This installs your cross compiler under /usr/local/cross.

After this is all done you should build a C Library but that's for another time.  Most of this information was pieced together from http://wiki.osdev.org/GCC_Cross-Compiler but made to fit for FreeBSD.

This is my first EVER howto so please, be kind   Give me any suggestions and I'll change this as errors pop up.

-Kris


----------



## vand777 (Feb 14, 2012)

kr651129 said:
			
		

> I'm experimenting with writing my own operating system


Hi Kris,

This is quite a challenging project... Will it be written from scratch or will derive from one of existing operating systems?


----------



## ssh2 (Feb 14, 2012)

*kr651129* why not using ports for install this packages?

And may be you can write howto crosscompile binaries for windows on freebsd FreeBSD, for example x264, ffmpeg and other useful utilities?


----------



## kr651129 (Feb 14, 2012)

vand777 -- It will be from scratch, I've been working on it for the past couple months now.  I've got a basic boot up with some standard functions, nothing fancy yet.  Most of my work has been research and planning so far.
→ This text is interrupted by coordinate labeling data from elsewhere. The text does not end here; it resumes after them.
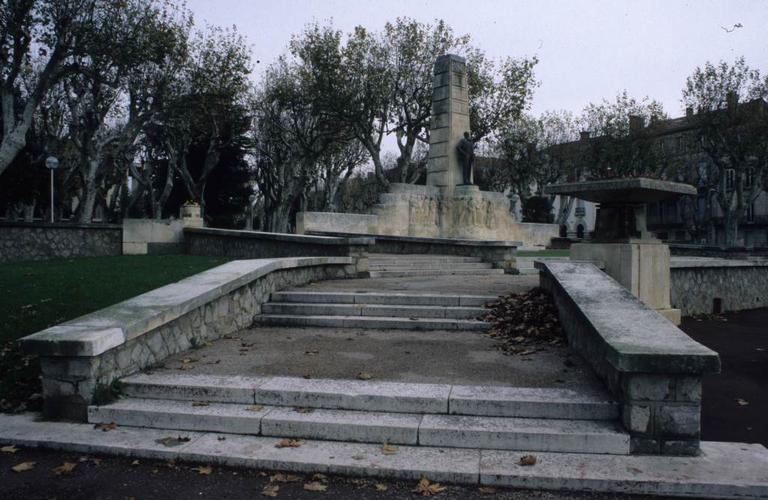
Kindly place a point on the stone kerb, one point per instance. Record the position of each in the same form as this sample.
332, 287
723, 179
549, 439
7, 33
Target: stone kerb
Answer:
258, 245
78, 356
648, 364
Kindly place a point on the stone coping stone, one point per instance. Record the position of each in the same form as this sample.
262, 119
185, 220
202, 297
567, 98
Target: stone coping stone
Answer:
623, 191
431, 241
638, 339
288, 238
107, 328
722, 470
683, 262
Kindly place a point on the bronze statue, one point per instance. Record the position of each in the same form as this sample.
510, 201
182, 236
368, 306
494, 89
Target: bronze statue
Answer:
466, 151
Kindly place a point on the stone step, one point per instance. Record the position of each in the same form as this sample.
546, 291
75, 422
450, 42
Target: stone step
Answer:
383, 298
448, 271
315, 309
375, 322
449, 431
504, 433
722, 470
399, 397
382, 266
422, 257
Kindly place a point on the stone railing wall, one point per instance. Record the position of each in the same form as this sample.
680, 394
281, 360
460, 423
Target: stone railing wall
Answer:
96, 349
20, 241
698, 283
260, 245
499, 253
650, 366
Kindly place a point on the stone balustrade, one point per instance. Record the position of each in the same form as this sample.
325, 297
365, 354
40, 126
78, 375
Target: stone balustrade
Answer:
650, 366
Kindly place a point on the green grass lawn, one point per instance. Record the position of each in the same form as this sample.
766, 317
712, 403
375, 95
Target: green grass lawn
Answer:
545, 253
36, 295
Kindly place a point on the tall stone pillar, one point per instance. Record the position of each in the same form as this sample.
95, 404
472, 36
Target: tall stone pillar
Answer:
450, 119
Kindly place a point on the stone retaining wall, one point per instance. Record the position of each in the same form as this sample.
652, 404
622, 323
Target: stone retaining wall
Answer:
259, 245
651, 367
94, 350
20, 241
697, 284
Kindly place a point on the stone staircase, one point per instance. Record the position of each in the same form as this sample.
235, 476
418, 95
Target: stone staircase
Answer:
354, 411
375, 310
407, 265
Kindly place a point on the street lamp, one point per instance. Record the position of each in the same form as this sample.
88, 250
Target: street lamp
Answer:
52, 163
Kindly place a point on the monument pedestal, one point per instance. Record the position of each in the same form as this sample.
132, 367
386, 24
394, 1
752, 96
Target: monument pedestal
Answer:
641, 266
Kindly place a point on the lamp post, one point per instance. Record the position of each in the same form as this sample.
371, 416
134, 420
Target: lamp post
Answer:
52, 163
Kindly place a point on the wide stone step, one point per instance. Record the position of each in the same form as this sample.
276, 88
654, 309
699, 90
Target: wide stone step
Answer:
370, 395
427, 265
375, 322
409, 299
723, 470
581, 436
368, 427
293, 308
447, 271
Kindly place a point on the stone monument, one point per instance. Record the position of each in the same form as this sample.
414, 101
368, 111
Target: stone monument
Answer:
449, 205
631, 255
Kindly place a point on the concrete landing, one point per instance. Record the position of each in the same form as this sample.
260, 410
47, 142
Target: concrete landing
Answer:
723, 470
436, 356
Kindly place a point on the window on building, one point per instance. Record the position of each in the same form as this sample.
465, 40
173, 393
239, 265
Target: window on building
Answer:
750, 212
749, 178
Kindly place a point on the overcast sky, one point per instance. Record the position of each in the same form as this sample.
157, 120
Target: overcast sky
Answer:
588, 50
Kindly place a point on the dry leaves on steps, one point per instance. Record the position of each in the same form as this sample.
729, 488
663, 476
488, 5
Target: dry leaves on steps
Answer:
23, 467
315, 486
288, 443
284, 478
270, 490
427, 489
203, 470
65, 468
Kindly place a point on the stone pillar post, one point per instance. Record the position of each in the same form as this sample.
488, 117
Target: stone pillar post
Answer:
450, 119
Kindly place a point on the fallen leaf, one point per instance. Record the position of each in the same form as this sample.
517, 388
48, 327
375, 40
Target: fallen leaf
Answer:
284, 478
427, 489
65, 468
203, 470
388, 449
315, 486
171, 441
23, 466
270, 490
288, 443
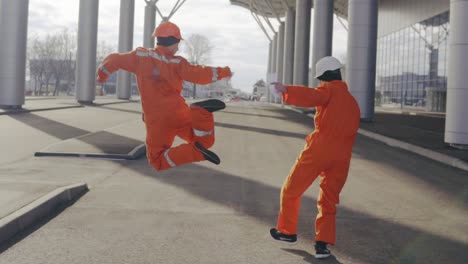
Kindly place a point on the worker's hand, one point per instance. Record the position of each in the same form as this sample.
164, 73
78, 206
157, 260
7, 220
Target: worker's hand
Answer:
101, 75
279, 87
224, 72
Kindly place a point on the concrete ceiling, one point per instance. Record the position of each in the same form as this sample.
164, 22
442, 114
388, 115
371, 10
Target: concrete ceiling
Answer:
277, 8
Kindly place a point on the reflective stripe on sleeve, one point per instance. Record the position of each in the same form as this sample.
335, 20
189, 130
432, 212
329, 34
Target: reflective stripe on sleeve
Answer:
215, 74
142, 53
155, 55
105, 70
168, 159
201, 133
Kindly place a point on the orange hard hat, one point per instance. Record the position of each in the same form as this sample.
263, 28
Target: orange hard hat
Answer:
167, 29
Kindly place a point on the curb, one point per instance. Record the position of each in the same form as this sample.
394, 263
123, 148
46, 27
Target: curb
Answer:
442, 158
134, 154
28, 215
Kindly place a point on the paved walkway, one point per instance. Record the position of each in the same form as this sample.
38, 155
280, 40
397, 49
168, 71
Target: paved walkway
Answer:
397, 207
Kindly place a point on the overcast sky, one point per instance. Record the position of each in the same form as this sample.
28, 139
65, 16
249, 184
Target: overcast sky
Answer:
241, 44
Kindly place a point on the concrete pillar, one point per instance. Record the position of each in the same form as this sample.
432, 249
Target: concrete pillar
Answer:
322, 35
13, 39
302, 42
456, 125
280, 53
85, 87
288, 60
270, 66
127, 13
280, 57
273, 61
150, 23
362, 48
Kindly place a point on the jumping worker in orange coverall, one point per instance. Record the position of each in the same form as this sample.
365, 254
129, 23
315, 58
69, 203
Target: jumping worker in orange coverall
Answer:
160, 75
327, 154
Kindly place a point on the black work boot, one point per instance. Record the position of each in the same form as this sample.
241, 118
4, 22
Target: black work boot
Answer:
209, 155
321, 250
211, 105
285, 239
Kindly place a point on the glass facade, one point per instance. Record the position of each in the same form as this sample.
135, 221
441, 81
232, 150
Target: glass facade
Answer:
412, 66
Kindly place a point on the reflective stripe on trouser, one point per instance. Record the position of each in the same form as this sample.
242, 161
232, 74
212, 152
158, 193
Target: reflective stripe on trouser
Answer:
160, 137
302, 175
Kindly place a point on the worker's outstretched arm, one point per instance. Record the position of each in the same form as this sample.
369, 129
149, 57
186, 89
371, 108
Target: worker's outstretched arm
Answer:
303, 96
117, 61
202, 74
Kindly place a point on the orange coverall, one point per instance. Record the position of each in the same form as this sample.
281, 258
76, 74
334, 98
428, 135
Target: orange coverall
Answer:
160, 76
327, 154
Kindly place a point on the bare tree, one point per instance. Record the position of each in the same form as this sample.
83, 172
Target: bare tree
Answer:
198, 49
52, 57
103, 50
63, 65
41, 53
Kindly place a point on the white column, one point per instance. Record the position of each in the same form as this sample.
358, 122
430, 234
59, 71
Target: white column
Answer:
13, 39
273, 60
280, 53
85, 87
456, 125
362, 48
288, 60
302, 42
127, 13
150, 23
322, 34
270, 68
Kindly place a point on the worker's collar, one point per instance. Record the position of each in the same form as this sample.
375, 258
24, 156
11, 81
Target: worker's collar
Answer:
164, 51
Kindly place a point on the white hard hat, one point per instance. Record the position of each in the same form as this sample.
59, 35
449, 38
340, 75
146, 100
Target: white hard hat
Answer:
327, 63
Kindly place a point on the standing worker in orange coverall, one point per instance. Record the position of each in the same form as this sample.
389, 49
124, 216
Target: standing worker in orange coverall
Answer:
327, 154
160, 75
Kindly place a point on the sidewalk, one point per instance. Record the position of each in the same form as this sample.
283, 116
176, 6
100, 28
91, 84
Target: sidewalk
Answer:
419, 132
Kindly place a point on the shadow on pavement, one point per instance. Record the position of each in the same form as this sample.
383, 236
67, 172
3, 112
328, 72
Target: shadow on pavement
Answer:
106, 141
36, 226
309, 258
262, 130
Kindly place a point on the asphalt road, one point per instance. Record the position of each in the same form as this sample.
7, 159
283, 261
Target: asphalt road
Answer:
396, 207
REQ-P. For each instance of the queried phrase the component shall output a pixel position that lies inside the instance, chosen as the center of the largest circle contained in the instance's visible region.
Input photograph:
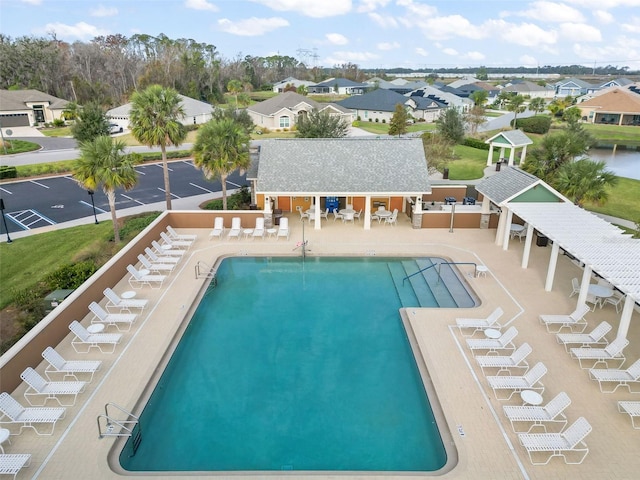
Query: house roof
(192, 108)
(617, 100)
(331, 166)
(11, 100)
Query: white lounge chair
(504, 342)
(115, 319)
(137, 279)
(574, 319)
(155, 267)
(12, 463)
(258, 231)
(503, 363)
(180, 236)
(595, 337)
(124, 304)
(283, 228)
(480, 324)
(621, 378)
(538, 416)
(70, 368)
(91, 340)
(632, 409)
(13, 413)
(516, 384)
(613, 351)
(177, 244)
(166, 250)
(236, 228)
(218, 228)
(38, 387)
(558, 444)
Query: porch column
(490, 156)
(551, 271)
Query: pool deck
(487, 448)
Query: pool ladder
(129, 427)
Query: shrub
(538, 124)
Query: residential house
(283, 111)
(23, 108)
(196, 112)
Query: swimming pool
(299, 366)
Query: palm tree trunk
(111, 196)
(165, 171)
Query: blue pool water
(293, 366)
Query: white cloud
(337, 39)
(580, 32)
(548, 12)
(103, 11)
(386, 46)
(383, 20)
(80, 30)
(200, 5)
(310, 8)
(252, 27)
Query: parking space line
(201, 188)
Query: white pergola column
(625, 319)
(527, 246)
(584, 286)
(490, 157)
(551, 271)
(507, 230)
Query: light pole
(4, 220)
(93, 205)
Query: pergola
(511, 139)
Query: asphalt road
(38, 203)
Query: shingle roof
(329, 166)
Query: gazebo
(512, 139)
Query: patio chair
(68, 368)
(480, 324)
(283, 228)
(12, 463)
(161, 251)
(116, 319)
(236, 228)
(504, 363)
(616, 376)
(90, 340)
(574, 319)
(595, 337)
(38, 387)
(124, 304)
(613, 351)
(13, 413)
(538, 416)
(504, 342)
(558, 444)
(218, 228)
(180, 236)
(516, 384)
(258, 231)
(632, 409)
(155, 267)
(177, 244)
(137, 279)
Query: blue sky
(370, 33)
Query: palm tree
(155, 120)
(222, 146)
(103, 162)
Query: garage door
(15, 120)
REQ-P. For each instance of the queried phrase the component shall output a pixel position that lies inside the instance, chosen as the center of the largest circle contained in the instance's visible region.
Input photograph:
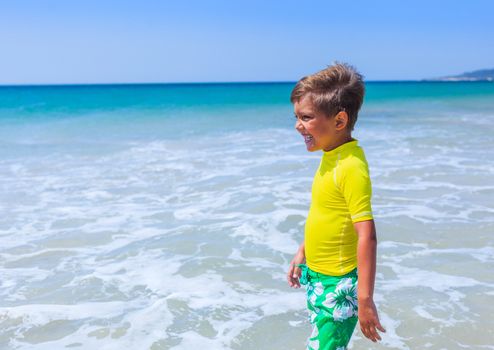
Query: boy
(340, 236)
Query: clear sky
(115, 41)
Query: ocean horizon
(164, 216)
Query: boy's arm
(294, 272)
(366, 266)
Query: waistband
(309, 275)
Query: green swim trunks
(333, 308)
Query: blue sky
(196, 41)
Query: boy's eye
(304, 117)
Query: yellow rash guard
(341, 196)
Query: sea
(165, 216)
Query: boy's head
(327, 104)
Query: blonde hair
(337, 88)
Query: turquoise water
(165, 216)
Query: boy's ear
(341, 120)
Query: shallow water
(158, 218)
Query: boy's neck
(338, 142)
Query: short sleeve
(357, 190)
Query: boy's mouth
(308, 139)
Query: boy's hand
(368, 319)
(294, 272)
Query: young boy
(340, 236)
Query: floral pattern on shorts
(333, 308)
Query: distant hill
(478, 75)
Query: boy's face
(319, 131)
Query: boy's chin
(313, 148)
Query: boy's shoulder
(354, 159)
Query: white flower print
(343, 301)
(315, 291)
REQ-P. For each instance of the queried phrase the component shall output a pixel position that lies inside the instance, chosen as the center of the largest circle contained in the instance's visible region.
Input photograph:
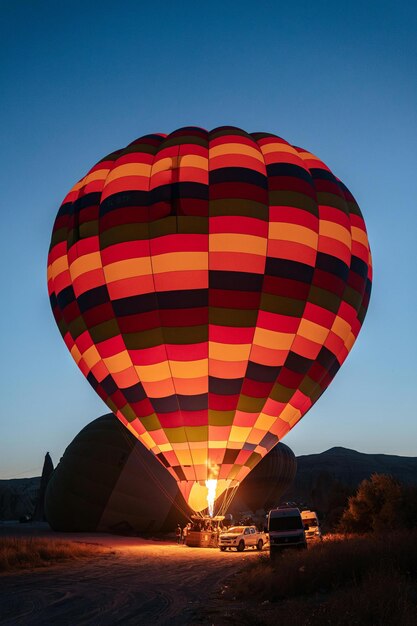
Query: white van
(311, 525)
(286, 529)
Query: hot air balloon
(107, 481)
(264, 487)
(209, 285)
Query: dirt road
(142, 582)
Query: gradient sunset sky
(80, 79)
ssh2 -- I didn't use the ports because I'm not used to them yet.  It was easier for me just to compile everything.  I was Ubuntu as my primary OS so there is a little bit of learning for me to do.  Those are good ideas that I might look into in the future.


----------



## DutchDaemon (Feb 14, 2012)

Ports = compiling everything.


----------



## vand777 (Feb 16, 2012)

kr651129 said:
			
		

> vand777 -- It will be from scratch, I've been working on it for the past couple months now.  I've got a basic boot up with some standard functions, nothing fancy yet.  Most of my work has been research and planning so far.



Thanks! And good luck!


----------



## DevSolar (Feb 16, 2012)

ssh2 said:
			
		

> *kr651129* why not using ports for install this packages?
> 
> And may be you can write howto crosscompile binaries for windows on freebsd FreeBSD, for example x264, ffmpeg and other useful utilities?



The 'mingw' port is what you're looking for.


----------



## DevSolar (Feb 16, 2012)

kr651129 said:
			
		

> Most of this information was pieced together from http://wiki.osdev.org/GCC_Cross-Compiler but made to fit for FreeBSD.



It would actually be very helpful if you could point out what exactly it was that had to be "made to fit for FreeBSD", i.e. why the original tutorial didn't work for you. Because, that way, we (speaking for the people at osdev.org) could adapt our tutorial so a seperate "FreeBSD version" is not necessary.


----------



## debguy (Apr 13, 2012)

gcc that *I* know of is found on GNU Linux (gnu.org) or free software foundation (FSF) (Savannah). *T*he steps can get recursive if you*'re* building for an all new OS / platform it depends  *T*he documentation for gcc fully describes how many times you may need to pre-re-compile gcc.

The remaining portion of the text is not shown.